Andrew quickly became the night’s entertainment. Every time he cleared his plate, another serving appeared, then another, and another. At one point, he tried to politely decline, saying he was full, and she just laughed and handed him an entire new tray. By the tenth round, I was laughing so hard. I could feel how much everyone in their family looked out for one another. I loved to just sit and watch, which was pretty easy as there was a ‘football’ game playing and it helped with the conversation.
After dinner, they lead us to the couch in the living room and poured tea into delicate glass cups, sweet, strong and very hot. We sat together in the same living room I remembered from my childhood. The TV played the evening broadcast from Mecca, and they explained what was happening, the rituals, the meaning, the rhythm of devotion.
Their mother talked to her sons saying remembered my mom immediately. She said she’d never forgotten how warm and kind she was, how she’d encouraged us kids to talk and play with her sons. Hearing her say that stopped me in my tracks. My mom had no idea, twenty years ago, that her presence would ripple forward like this, that it would bring two families back together.
Then, in perfect Egyptian fashion, they brought out one last surprise: traditional galabeyas for Andrew and me. They insisted we try them on right away. So we stood there in the middle of the living room, laughing, wrapped in white cotton and generosity.

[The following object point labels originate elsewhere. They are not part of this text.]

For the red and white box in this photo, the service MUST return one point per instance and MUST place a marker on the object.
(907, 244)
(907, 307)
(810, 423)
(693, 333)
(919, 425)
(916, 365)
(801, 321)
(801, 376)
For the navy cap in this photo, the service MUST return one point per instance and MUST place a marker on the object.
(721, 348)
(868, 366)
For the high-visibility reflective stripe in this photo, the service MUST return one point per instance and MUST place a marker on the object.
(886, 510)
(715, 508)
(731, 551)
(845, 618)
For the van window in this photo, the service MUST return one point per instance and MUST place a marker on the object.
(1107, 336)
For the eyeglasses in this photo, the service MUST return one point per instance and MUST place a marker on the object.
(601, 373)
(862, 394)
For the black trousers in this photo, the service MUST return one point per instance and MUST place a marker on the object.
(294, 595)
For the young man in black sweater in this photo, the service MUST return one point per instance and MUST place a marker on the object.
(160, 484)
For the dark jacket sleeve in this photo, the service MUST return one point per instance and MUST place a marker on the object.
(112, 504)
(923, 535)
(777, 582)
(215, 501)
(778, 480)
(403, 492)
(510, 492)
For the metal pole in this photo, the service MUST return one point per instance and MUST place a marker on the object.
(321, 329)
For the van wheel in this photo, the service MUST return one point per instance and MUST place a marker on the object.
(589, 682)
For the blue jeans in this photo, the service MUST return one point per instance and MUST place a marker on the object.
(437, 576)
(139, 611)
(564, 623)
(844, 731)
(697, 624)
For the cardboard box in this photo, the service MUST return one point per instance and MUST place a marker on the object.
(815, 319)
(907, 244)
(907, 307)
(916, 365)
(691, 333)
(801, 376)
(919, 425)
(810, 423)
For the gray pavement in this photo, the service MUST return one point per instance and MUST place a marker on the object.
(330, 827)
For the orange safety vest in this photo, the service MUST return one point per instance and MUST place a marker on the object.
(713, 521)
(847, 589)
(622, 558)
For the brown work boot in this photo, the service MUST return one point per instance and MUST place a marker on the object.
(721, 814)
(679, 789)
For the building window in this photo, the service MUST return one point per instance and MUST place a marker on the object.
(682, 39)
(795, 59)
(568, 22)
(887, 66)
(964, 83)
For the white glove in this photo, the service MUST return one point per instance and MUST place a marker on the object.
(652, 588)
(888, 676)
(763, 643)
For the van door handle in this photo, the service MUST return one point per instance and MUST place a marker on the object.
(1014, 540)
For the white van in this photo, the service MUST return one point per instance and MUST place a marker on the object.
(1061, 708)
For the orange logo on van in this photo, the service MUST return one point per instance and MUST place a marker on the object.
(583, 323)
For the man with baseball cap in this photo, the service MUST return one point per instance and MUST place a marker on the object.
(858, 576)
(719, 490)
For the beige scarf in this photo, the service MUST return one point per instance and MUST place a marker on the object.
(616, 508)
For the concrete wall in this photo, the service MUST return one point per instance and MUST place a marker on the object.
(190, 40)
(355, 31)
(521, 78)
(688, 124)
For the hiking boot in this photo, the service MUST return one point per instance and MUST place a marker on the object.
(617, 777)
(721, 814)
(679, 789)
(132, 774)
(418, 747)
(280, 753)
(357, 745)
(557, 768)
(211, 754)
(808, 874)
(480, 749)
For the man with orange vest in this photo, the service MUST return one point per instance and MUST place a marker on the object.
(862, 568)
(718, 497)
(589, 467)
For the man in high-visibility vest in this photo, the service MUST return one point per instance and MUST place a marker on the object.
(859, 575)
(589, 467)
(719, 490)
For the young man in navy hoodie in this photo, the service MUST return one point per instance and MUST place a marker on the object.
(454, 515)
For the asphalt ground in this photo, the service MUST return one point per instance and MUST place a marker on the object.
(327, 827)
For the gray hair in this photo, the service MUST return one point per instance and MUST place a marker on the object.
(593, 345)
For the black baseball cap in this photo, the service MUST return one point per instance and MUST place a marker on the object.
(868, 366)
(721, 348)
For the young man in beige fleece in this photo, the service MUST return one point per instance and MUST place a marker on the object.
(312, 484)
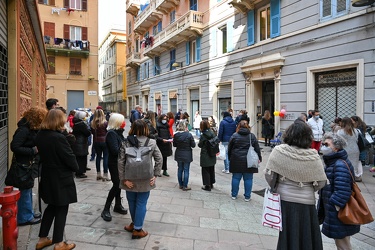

That night wasn’t the kind of experience where you sit back and relax, it was the kind that makes you lean in. The kind that reminds you why you travel in the first place.
We left their home late, walking down the same narrow stairs into the street. The city hummed below, the air warm and familiar. I looked back up at their window, light spilling into the night, and thought about how small the world becomes when kindness crosses generations.
I hope one day to bring my daughters here. To let them sit at that same table, taste mahshi straight from the kitchen, and learn what I learned all those years ago:
that love and hospitality are a language of their own.